"Esra'nın Ersin'den sonra Erdal'la birlikte olduğunu polis muhabirlerine kim anlatmıştı? Veya polislere? Erdinç insanların özel yaşantılarının polisin eline düşmesi karşısında dehşete kapılırdı. İnsan bedeninin 'suç sayılan eylemleri'nin vb. polise düşmesinden çok daha ızdırap verici çok daha gayrı insaniydi insanın sadece kendini ilgilendirdiğini düşündüğü hayat ayrıntılarının kesitlerinin sorgu odalarında işkencehanelerde hücrelerde uluorta ellenmesi zedelenmesi. Ya da polis muhabirlerinin daktilolarına sokulup uçlarında uğursuz harfler taşıyan ince metal çubuklarla dövülmesi."
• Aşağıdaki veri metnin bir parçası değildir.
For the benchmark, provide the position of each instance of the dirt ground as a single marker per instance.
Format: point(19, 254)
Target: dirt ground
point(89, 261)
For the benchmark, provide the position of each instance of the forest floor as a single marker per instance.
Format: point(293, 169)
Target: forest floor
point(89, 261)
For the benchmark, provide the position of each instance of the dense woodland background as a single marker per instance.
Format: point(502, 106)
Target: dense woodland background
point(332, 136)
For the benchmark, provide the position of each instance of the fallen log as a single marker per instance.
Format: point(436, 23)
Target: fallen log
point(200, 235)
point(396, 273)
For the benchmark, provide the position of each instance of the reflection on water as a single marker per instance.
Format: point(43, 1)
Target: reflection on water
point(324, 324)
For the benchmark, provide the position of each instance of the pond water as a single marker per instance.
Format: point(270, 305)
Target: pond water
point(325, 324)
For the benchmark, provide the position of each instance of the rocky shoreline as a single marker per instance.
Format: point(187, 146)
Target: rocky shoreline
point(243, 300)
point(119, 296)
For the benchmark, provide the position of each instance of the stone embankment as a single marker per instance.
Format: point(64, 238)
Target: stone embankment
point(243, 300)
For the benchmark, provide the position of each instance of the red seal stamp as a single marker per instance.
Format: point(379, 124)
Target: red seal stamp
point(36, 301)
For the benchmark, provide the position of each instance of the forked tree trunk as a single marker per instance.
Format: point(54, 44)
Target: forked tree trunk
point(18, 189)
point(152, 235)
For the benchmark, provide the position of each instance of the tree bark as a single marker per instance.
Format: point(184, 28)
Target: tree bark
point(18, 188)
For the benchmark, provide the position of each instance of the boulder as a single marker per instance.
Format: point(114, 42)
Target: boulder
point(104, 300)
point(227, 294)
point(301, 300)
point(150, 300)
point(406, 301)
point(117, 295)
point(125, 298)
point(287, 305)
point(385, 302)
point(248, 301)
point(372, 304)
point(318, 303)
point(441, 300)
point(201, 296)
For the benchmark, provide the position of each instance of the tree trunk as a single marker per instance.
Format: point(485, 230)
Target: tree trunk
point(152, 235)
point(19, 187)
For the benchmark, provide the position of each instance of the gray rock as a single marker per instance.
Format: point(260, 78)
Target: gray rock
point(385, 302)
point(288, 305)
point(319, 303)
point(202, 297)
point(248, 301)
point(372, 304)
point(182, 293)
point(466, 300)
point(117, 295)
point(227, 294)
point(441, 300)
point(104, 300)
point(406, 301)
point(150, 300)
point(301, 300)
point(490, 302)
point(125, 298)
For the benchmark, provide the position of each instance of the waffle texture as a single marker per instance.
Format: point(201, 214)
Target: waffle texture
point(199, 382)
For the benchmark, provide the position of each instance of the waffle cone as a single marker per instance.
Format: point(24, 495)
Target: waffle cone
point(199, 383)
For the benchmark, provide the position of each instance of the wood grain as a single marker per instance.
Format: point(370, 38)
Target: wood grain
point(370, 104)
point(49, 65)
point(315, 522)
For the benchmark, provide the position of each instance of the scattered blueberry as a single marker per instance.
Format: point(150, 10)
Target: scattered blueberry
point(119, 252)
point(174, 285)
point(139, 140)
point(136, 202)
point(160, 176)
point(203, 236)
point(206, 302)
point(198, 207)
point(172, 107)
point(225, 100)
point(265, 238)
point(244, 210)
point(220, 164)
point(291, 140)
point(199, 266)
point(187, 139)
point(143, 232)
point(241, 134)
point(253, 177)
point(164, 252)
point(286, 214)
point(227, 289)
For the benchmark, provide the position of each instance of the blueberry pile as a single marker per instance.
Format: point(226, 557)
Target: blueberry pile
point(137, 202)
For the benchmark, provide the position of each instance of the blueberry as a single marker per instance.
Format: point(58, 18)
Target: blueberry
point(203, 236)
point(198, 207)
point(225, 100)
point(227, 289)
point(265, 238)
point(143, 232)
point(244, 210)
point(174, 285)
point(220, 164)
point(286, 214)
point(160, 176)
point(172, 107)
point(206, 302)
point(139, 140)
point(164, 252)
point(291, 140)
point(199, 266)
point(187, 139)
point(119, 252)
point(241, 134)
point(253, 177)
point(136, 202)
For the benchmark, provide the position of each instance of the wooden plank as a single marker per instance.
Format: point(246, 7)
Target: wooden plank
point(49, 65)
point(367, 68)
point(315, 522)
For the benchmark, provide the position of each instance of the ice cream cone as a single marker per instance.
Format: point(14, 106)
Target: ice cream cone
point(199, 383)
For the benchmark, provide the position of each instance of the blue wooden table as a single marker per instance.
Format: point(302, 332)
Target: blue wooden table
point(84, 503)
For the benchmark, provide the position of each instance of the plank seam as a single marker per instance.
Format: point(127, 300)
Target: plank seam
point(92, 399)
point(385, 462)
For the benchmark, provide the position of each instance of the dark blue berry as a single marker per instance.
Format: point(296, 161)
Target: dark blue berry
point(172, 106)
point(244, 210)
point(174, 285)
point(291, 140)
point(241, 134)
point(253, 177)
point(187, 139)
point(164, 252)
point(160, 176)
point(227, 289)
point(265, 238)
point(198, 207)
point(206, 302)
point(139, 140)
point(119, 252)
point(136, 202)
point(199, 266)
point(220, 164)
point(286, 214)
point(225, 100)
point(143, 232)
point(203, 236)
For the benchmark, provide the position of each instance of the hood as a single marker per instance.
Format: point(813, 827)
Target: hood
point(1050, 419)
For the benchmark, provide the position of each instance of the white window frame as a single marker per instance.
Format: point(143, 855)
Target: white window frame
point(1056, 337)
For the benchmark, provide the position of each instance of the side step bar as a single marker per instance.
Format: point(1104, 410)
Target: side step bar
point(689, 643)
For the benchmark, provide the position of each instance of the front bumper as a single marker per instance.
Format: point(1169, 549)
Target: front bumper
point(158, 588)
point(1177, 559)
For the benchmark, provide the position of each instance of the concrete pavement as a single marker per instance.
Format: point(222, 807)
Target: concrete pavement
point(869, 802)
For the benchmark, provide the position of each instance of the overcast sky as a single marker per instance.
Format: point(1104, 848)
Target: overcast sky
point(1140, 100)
Türkçe edebiyatta siyasî polisiyenin parlak örneklerinden biriyle karşı karşıyayız. Dahası yeni gelişen bu türün öncü örneklerinden biriyle.
Polisiye entrikanın berisinde bir kuşağın geçmişiyle ve kendisiyle hesaplaşmasının gerilimi var Bekle Dedim Gölgeye'de. Arkadaşlık ahlâk ve sadakatle ilgili iktidar tutkusuyla ilgili her kuşağın yeniden keşfetmesi gereken veya belki her kuşakta yeniden yitirilen değerlerle hesaplaşma var. Bir cinayetin arkasındaki muammanın ürpertisi insanın hayatındaki anlamı kaybetme endişesinin ürpertisiyle katlanıyor. Aynı zamanda herhangi bir anlamla arasında köprü olan aşkın ürpertisiyle.
Nasıl oluyor da Titanic sapasağlam dururken koca koca buzdağları birer birer batıyor?
"İyi polisiye iyi edebiyattır" sözüne birinci dereceden delil sunan bir "siyasi-polisiye" roman.